When restrictions began to loosen, teeming dance floors became a symbol of recovery around the world. At SWG3 — an arts center in Glasgow, Scotland, that hosts some of the city’s largest dance parties — tickets for club nights sold briskly during the summer and fall of 2021, before the arrival of the Omicron variant. “The appetite for these events has been stronger than ever, and it’s fuelled by the long period of time we were all denied it,” said Andrew Fleming-Brown, SWG3’s managing director. “We’ve missed that shared body heat experience, being packed together in a full venue.” What if dance floor catharsis could be good not only for the soul but also for the planet? This month, SWG3 and geothermal energy consultancy TownRock Energy will begin installing a new renewable heating and cooling system that harnesses the body heat of dancing clubbers. The plan should eventually reduce SWG3’s total carbon output by 60% to 70%. And it may be replicable. TownRock and SWG3 recently started a company to help other event spaces implement similar technology. There is poetry in the idea: the power of dance, made literal. “Conversations about sustainability can be pretty abstract,” said David Townsend, founder and CEO of TownRock. “But if you can connect it to something people love to do — everyone loves a dance — that can be very meaningful.”

At rest, the human body produces about 100 watts of energy. Strenuous dancing might multiply that output by a factor of five or six. Dr. Selina Shah, a specialist in dance and sports medicine, said club dance floors can be especially good at creating heat. “If it’s really high-energy music, that generally results in very fast and high-energy movement, so you’re looking at a significant level of heat generation — potentially even the equivalent of running,” she said.

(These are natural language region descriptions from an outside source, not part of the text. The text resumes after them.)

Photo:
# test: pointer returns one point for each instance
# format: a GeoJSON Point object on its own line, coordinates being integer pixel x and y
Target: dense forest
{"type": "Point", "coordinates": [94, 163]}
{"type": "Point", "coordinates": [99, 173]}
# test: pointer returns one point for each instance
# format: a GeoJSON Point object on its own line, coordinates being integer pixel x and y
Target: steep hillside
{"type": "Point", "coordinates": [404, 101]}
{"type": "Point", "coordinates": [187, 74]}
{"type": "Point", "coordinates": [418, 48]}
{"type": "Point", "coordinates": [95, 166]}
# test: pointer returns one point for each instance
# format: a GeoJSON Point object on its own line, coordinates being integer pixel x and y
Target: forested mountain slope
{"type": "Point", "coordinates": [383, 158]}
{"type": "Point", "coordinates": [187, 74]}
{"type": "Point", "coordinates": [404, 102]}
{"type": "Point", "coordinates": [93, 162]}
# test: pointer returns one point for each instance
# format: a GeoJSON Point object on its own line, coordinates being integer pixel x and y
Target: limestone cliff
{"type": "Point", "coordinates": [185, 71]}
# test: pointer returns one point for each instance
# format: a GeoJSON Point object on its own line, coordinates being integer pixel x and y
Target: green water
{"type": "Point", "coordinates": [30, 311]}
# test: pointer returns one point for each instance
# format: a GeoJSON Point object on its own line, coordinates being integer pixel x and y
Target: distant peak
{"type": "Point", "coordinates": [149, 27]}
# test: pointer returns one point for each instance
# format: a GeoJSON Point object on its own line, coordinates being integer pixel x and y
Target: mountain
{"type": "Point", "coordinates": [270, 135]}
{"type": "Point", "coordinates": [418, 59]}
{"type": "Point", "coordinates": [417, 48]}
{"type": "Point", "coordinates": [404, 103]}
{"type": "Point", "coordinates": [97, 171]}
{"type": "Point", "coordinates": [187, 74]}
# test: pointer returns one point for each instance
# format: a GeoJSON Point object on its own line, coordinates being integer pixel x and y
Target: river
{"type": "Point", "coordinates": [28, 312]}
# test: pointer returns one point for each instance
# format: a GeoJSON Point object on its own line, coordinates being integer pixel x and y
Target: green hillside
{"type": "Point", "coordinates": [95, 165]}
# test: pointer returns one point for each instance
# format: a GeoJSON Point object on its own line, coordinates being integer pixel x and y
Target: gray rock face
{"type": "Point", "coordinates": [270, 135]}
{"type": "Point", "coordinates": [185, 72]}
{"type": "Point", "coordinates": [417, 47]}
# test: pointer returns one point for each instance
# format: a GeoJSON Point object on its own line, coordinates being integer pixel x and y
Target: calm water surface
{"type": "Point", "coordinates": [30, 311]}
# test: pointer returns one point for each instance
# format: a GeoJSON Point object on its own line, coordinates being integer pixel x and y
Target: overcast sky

To capture that energy at SWG3, TownRock developed an application for an already widespread technology: the heat pump. One of the most common heat pumps is the refrigerator, which maintains a cold interior by moving warm air to its exterior. The SWG3 system, called Bodyheat, will cool the space by transferring the heat of dancing clubbers not into the atmosphere, as in conventional cooling, but into 12 boreholes approximately 500 feet deep. The boreholes will turn a large cube of underground rock into a thermal battery, storing the energy so it can be used to supply heat and hot water to the building.

Development of the system began in 2019. Pandemic shutdowns, and the financial uncertainty that came with them, paused the project for several months. But with their events calendar emptied, SWG3 leadership had time to develop a larger sustainability plan for the building, setting the goal of achieving “net zero” carbon emissions by 2025. “That moment allowed us to pause and really assess what’s important to us as an organisation,” Fleming-Brown said. “We decided to make it a priority.”